Dr. Sidney Hankerson, the recipient of the Vanneck-Bailey Scholar award, is shown.

Sidney Hankerson, MD, Gets Vanneck-Bailey Award from VP&S Apgar Academy

Sidney Hankerson, MD, an assistant professor of psychiatry at the Columbia University Vagelos College of Physicians and Surgeons (VP&S), is the 2019-2020 recipient of the Vanneck-Bailey Award from the Virginia Apgar Academy of Medical Educators at VP&S.

The award is given annually to a VP&S faculty member to support the development of educational programs that help medical students improve their knowledge and skills in the practice of medicine so they can model compassionate, humanistic care to all patients.

That’s right up Hankerson’s alley.

“Medical education has been my passion since residency,” Hankerson told CUIMC Today. “The Vanneck-Bailey Award will allow me to build upon the small group seminar called ‘Access and Advocacy’ that I currently teach to all VP&S first-year students. I am truly humbled and ecstatic to receive this prestigious award.”

The award provides $30,000 in salary support, which will enable Hankerson to devote time to developing a four-week, community-based educational elective for third- and fourth-year medical students. The elective will focus on the social determinants of health and community engagement. Students will learn from community health workers and other local stakeholders about how to advocate for social justice in health.

Hankerson also plans to train a cohort of medical and nursing students in an evidence-based program to increase their mental health literacy to reduce stigmatizing attitudes that some health professionals may hold toward people with mental illness.

More applicants than ever before applied for the competitive award this year. Hankerson’s application stood out for several reasons, said Rita Charon, MD, PhD, professor of medicine, chair of the Department of Medical Humanities & Ethics, founder of the Program in Narrative Medicine at Columbia, and director of the Virginia Apgar Academy of Medical Educators.

“He is a young and already influential investigator in the Department of Psychiatry who has taken on the most pressing and challenging questions about social justice, racial diversity, and equity—or lack thereof—in tandem with the other urgent questions about stigma for patients with mental health problems. He has assembled a tremendous body of work,” Charon said.

She noted that much of Hankerson’s work was performed in collaboration with community groups and churches in Harlem and Washington Heights. In addition, Hankerson’s work has been funded by the NIH for many years, and he was mentored by Myrna Weissman, PhD, chief of epidemiology at New York State Psychiatric Institute and the Diane Goldman Kemper Family Professor of Epidemiology and Psychiatry at VP&S.

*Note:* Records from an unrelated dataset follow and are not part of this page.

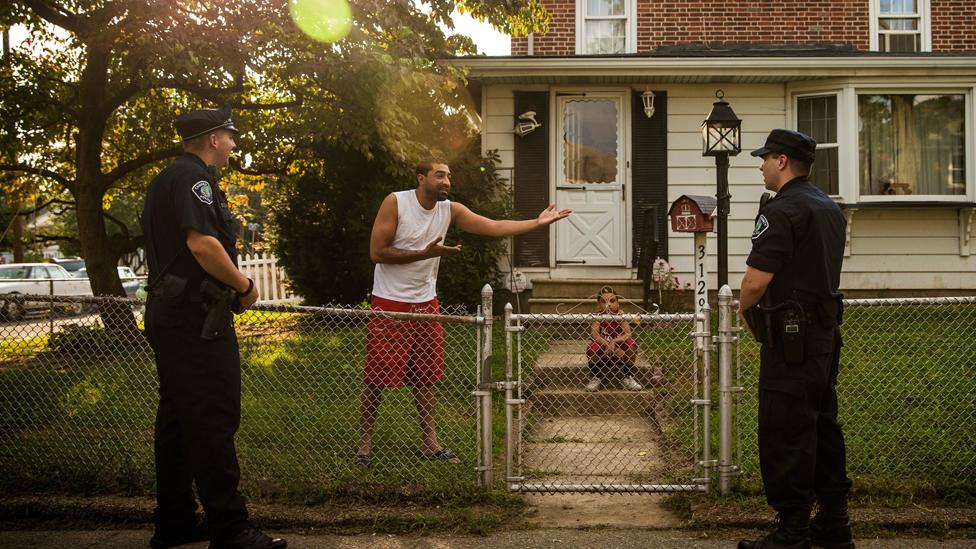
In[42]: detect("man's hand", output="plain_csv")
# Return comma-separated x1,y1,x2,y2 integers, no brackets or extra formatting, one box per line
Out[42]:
736,307,756,338
536,203,573,226
424,237,461,258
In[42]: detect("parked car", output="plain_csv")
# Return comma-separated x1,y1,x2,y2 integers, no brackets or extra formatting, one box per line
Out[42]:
0,263,92,321
75,265,142,297
51,256,85,275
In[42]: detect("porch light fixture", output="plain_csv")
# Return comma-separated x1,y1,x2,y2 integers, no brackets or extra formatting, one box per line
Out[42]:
514,111,542,137
700,90,742,157
641,90,654,118
702,90,742,289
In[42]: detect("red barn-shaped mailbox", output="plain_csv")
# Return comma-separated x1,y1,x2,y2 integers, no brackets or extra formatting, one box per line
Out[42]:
668,194,718,233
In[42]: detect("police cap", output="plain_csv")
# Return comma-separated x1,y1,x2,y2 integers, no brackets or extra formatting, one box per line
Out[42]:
750,128,817,164
173,105,240,141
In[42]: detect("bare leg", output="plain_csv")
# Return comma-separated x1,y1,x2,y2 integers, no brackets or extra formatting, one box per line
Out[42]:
356,384,383,456
413,385,441,454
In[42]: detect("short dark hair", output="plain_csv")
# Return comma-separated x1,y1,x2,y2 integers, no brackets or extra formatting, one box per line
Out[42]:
786,155,813,175
416,156,447,175
768,153,813,175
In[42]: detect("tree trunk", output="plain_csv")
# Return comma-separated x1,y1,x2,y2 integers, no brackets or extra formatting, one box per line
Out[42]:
74,41,137,332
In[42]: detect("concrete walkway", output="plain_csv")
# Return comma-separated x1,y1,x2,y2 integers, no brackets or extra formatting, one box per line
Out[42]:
0,529,976,549
521,340,680,528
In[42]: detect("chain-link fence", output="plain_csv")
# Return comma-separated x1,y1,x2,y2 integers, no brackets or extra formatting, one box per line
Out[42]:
734,297,976,496
506,306,708,492
0,296,976,495
0,296,483,496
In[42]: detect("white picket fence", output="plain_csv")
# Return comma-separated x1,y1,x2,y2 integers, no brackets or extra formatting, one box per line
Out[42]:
238,253,302,303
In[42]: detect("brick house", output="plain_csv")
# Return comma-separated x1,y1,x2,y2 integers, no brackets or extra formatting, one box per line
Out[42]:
456,0,976,308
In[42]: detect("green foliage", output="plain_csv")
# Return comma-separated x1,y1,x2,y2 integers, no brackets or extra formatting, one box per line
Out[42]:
0,0,548,294
47,324,123,355
437,148,514,311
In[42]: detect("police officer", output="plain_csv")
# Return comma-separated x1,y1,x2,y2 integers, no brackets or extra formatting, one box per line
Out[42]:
739,129,854,549
143,108,287,549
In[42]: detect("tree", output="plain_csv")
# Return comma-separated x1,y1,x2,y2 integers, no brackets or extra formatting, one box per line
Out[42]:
0,0,547,325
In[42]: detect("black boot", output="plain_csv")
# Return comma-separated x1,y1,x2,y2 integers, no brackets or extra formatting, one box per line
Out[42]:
209,527,288,549
738,508,810,549
810,498,854,549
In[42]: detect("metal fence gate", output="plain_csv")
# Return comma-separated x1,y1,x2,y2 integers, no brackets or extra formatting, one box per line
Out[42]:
503,305,715,493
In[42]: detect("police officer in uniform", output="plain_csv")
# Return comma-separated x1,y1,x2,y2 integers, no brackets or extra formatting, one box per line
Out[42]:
739,129,854,549
143,108,287,549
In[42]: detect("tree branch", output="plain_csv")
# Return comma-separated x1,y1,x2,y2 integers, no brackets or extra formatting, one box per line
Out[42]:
102,210,129,238
17,198,75,215
103,146,183,188
0,164,75,192
21,0,81,34
227,157,288,175
231,98,304,111
158,78,245,102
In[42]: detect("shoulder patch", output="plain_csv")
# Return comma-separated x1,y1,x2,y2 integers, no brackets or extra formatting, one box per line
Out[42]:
752,214,769,240
193,181,213,206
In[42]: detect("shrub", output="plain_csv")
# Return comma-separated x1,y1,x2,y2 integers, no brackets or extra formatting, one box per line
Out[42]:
268,140,511,308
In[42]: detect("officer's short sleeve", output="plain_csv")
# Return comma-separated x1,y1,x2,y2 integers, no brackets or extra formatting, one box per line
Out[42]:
173,177,218,238
746,208,793,273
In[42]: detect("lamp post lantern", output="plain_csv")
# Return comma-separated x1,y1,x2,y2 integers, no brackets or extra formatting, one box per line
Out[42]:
702,90,742,288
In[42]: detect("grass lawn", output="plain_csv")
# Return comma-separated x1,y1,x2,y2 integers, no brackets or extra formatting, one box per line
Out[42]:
0,306,976,501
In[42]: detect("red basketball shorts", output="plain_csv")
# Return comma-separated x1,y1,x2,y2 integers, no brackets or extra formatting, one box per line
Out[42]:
363,296,444,387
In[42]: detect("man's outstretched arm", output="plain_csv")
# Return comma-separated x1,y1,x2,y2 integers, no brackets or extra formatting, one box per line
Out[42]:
451,202,573,237
369,194,461,264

And to top it all off, Charon added, “He’s got this ravenous appetite for teaching young medical students. So all of that, together, makes him really worthy of great praise and support.”

Hankerson earned his MD and MBA from Emory University School of Medicine. He did his internship and residency at Emory and completed his fellowship at Columbia and NewYork-Presbyterian.

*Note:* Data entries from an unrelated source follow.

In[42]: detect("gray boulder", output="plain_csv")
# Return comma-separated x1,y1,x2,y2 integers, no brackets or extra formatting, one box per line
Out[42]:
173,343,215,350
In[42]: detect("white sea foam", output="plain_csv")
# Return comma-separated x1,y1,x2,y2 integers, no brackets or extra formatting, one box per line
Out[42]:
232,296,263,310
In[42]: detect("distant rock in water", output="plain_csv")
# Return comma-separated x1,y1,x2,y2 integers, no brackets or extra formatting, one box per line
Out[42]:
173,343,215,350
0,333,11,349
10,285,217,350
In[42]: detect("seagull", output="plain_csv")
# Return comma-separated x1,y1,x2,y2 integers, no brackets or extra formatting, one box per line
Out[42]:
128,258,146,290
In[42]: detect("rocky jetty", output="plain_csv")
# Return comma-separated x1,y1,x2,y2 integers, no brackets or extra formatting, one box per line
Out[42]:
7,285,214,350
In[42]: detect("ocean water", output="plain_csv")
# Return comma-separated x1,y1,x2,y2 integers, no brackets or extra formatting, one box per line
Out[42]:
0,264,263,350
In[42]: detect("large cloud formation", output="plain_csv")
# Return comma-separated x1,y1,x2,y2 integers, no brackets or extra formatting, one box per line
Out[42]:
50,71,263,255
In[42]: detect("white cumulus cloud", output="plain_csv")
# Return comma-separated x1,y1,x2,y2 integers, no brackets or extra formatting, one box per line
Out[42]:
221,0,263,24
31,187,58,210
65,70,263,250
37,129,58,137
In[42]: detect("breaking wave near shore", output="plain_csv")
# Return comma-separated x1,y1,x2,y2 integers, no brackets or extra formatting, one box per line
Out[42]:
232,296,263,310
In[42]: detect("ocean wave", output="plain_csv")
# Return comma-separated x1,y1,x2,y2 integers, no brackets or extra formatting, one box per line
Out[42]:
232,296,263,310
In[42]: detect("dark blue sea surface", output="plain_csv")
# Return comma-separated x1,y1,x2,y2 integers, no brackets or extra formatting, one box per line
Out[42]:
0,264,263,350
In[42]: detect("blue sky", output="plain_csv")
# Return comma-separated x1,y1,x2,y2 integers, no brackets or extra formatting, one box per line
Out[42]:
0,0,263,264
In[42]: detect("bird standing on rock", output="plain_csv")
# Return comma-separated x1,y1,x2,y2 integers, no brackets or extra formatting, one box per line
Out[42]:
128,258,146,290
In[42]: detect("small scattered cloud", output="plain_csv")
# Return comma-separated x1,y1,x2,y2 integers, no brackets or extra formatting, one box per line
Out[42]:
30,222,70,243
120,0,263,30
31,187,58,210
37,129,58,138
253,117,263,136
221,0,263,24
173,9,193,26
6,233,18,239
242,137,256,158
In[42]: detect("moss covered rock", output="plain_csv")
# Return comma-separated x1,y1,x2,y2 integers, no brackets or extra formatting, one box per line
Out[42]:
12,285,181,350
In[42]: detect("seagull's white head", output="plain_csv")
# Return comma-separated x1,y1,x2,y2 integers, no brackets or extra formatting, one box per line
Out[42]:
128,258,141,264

The Virginia Apgar Academy of Medical Educators is an active community of VP&S educators who are dedicated to promoting, rewarding, and supporting outstanding education for the college’s medical students, residents, fellows, and faculty. The academy is named for Virginia Apgar, MD, a pioneering clinician, researcher, and educator who developed the now-ubiquitous Apgar score, a method that is used to quickly assess the health of newborns.

The Apgar Academy offers ongoing educational resources to the VP&S community, including faculty coaching, grant programs for innovative medical education projects, and rigorous training in basic medical education scholarship and research skills.

The Vanneck-Bailey Award was established in 2014. Funding is supported by donations from patients of Columbia doctors.